Thread: French PDF manual

French PDF manual

From
Guillaume LELARGE
Date:
Hi,

Michael Glaesemann asked me to share details about our toolchain to
build a french PDF manual. So here are the details.

We started by changing SGML files in a way that makes them syntactically
correct and valid with an XML toolchain :
 - add <?xml... on the beginning of each file ;
 - change </> tag with the correct ending one ;
 - add / for unitary tags (xref for example) ;
 - change <!entity with <!ENTITY ;
 - *delete* standalone ignore and include tags but keep some of the
   text ;
 - put all id, linkend, endterm in lowercase ;
 - etc (I probably have forgotten some).

Then we used XSLT stylesheets from the LFS project to build XHTML and
PDF manual. We used xsltproc and fop 0.20.5. And, after much tweaking
(to get good computeroutput, to fix columns' size of each table), we
finaly got this PDF :
  http://docs.postgresqlfr.org/pgsql-8.1.3-fr/pg813.pdf

Of course, you've seen the only problem for your move to XML : we
deleted standalone tags. But I think the result deserv some more work. I
would be glad to work on this if you think this could be a useful
addition to the project.

FYI, building the PDF file take me about 6 minutes on a Athlon 2.2 GHz
with 1 GB of RAM. I think this is good news :) Bad news is it takes
about half an hour to build the HTML one... pretty ugly... I don't
really know why it takes so much time.

If you're still interested on this work, should I work on 8.1 branch or
on HEAD ?

Hope you find this useful and forgive my bad english,

Regards.


--
Guillaume.

Re: French PDF manual

From
"Guillaume Lelarge"
Date:
Hi,

2006/5/4, Guillaume LELARGE <guillaume.lelarge@gmail.com>:
> [...]
> Of course, you've seen the only problem for your move to XML : we
> deleted standalone tags. But I think the result deserv some more work. I
> would be glad to work on this if you think this could be a useful
> addition to the project.
>

Well, it was really easy to do. Instead of putting standalone tags,
you just have to add a parameter and its value on each tag that
depends on the kind of document you build. For example, I put
'standalone="yes"' when I want that the tag's content only appears on
standalone mode and I put 'standalone="no"' when I want that the tag's
content only appears on book mode.

Then I give these parameters to xsltprc so that it knows which mode I ask.

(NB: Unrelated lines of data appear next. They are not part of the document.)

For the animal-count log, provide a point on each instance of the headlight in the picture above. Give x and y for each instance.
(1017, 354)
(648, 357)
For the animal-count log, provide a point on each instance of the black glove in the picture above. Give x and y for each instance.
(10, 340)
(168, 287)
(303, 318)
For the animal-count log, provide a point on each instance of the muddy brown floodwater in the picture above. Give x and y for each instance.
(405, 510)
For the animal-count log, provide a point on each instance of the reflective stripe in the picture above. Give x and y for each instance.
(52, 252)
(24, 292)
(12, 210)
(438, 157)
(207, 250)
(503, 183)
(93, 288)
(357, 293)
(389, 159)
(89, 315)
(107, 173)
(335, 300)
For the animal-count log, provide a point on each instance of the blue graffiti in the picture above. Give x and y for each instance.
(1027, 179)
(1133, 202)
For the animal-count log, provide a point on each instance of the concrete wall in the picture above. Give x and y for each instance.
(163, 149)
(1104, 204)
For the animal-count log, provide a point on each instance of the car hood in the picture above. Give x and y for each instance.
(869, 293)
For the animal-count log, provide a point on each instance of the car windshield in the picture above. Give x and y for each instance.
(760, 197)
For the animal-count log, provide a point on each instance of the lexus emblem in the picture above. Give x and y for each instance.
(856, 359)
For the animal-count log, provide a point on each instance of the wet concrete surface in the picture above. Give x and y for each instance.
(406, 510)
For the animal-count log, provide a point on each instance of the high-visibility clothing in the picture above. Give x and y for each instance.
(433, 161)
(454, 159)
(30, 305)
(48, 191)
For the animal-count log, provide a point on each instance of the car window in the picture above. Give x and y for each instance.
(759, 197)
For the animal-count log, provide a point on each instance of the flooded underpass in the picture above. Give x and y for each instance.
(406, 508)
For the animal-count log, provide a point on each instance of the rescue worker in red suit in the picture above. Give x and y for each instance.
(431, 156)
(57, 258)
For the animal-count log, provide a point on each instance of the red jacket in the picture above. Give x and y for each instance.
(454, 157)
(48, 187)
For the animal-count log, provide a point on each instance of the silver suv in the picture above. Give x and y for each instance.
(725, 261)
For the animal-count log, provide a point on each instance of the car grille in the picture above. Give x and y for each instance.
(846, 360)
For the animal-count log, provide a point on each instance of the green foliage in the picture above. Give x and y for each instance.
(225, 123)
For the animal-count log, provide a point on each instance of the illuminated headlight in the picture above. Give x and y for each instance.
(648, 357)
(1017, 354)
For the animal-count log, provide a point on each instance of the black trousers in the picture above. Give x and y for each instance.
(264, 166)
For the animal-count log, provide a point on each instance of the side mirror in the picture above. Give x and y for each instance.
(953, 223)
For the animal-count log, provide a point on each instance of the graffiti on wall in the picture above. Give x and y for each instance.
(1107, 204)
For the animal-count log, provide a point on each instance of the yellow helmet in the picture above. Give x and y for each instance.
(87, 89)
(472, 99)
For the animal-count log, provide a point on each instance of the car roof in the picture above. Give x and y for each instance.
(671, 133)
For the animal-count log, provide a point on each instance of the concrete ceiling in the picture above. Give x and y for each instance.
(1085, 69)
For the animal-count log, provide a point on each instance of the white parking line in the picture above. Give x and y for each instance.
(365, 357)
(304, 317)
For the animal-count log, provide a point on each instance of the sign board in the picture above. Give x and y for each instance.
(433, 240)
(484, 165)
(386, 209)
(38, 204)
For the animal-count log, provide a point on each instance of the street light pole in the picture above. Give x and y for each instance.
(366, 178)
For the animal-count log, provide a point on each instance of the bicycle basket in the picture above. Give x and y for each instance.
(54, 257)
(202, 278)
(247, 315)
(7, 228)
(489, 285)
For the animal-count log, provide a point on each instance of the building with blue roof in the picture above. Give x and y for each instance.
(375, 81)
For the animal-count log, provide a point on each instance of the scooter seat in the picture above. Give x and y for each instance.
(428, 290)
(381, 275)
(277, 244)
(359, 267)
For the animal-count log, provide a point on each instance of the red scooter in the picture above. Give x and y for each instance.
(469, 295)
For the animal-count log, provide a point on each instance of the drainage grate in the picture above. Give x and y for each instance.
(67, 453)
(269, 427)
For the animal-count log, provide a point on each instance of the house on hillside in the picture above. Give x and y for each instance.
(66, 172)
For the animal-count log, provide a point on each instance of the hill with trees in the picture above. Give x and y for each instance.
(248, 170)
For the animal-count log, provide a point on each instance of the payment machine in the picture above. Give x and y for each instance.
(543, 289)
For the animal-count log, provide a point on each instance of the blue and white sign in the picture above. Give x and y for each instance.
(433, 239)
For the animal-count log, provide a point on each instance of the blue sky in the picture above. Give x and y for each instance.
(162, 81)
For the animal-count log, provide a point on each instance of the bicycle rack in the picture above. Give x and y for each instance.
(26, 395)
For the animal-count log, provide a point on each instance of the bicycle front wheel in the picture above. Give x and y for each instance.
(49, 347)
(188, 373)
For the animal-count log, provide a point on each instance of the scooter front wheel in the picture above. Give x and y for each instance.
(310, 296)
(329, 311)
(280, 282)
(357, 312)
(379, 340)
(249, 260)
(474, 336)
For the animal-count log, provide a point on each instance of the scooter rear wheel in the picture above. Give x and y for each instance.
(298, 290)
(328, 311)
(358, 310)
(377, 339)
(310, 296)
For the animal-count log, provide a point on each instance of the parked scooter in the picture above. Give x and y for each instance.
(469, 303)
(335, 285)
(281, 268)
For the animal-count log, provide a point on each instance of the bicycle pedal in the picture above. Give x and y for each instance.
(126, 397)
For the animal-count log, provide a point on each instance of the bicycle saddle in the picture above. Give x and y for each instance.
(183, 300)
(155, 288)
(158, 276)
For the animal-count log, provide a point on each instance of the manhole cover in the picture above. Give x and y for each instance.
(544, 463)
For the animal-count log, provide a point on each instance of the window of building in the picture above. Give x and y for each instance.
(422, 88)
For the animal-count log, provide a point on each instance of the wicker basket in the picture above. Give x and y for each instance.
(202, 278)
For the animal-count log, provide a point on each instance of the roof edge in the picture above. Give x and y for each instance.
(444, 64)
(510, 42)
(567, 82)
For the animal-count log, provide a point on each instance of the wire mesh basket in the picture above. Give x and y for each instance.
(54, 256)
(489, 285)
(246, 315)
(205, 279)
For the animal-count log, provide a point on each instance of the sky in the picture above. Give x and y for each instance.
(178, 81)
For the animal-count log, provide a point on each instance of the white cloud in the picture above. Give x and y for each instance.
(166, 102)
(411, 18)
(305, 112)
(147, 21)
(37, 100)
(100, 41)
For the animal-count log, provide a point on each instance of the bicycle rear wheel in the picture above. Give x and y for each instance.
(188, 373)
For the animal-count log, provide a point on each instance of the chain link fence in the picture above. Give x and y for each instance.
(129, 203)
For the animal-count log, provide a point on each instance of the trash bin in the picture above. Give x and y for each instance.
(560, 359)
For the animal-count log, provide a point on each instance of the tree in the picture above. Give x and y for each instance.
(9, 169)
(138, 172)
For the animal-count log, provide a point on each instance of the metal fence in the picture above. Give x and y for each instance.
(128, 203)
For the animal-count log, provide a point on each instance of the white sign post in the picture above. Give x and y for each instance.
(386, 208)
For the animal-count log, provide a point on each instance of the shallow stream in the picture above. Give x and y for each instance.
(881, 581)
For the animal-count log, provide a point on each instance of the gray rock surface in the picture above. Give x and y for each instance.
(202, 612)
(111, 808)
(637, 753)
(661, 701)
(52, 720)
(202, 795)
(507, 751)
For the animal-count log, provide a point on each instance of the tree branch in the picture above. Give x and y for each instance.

http://svn.postgresqlfr.org/changeset/242 will give you every change I
made to make it work.

My PDF file is still the same but I can now build the INSTALL.html document :
  http://docs.postgresqlfr.org/pgsql-8.1.3-fr-ng/standalone-install.html

I'm still willing to do or help you on this matter.


--
Guillaume.

Re: French PDF manual

From
Peter Eisentraut
Date:
Guillaume LELARGE wrote:
> We started by changing SGML files in a way that makes them
> syntactically correct and valid with an XML toolchain :

Well, you can go into the documentation source directory and type 'make
postgres.xml' to get an XML formatted DocBook file automatically.

It has occasionally been suggested to convert the source of the
documentation to XML, but while I'm not opposed to that, I don't see
any specific advantages coming from such a move.

--
Peter Eisentraut
http://developer.postgresql.org/~petere/

Re: French PDF manual

From
Alvaro Herrera
Date:
Peter Eisentraut wrote:
> Guillaume LELARGE wrote:
> > We started by changing SGML files in a way that makes them
> > syntactically correct and valid with an XML toolchain :
>
> Well, you can go into the documentation source directory and type 'make
> postgres.xml' to get an XML formatted DocBook file automatically.
>
> It has occasionally been suggested to convert the source of the
> documentation to XML, but while I'm not opposed to that, I don't see
> any specific advantages coming from such a move.

It would allow us to use xml2po to maintain translations, for one.

--
Alvaro Herrera                                http://www.CommandPrompt.com/
The PostgreSQL Company - Command Prompt, Inc.

Re: French PDF manual

From
Tom Lane
Date:
Alvaro Herrera <alvherre@commandprompt.com> writes:
> Peter Eisentraut wrote:
>> Well, you can go into the documentation source directory and type 'make
>> postgres.xml' to get an XML formatted DocBook file automatically.
>>
>> It has occasionally been suggested to convert the source of the
>> documentation to XML, but while I'm not opposed to that, I don't see
>> any specific advantages coming from such a move.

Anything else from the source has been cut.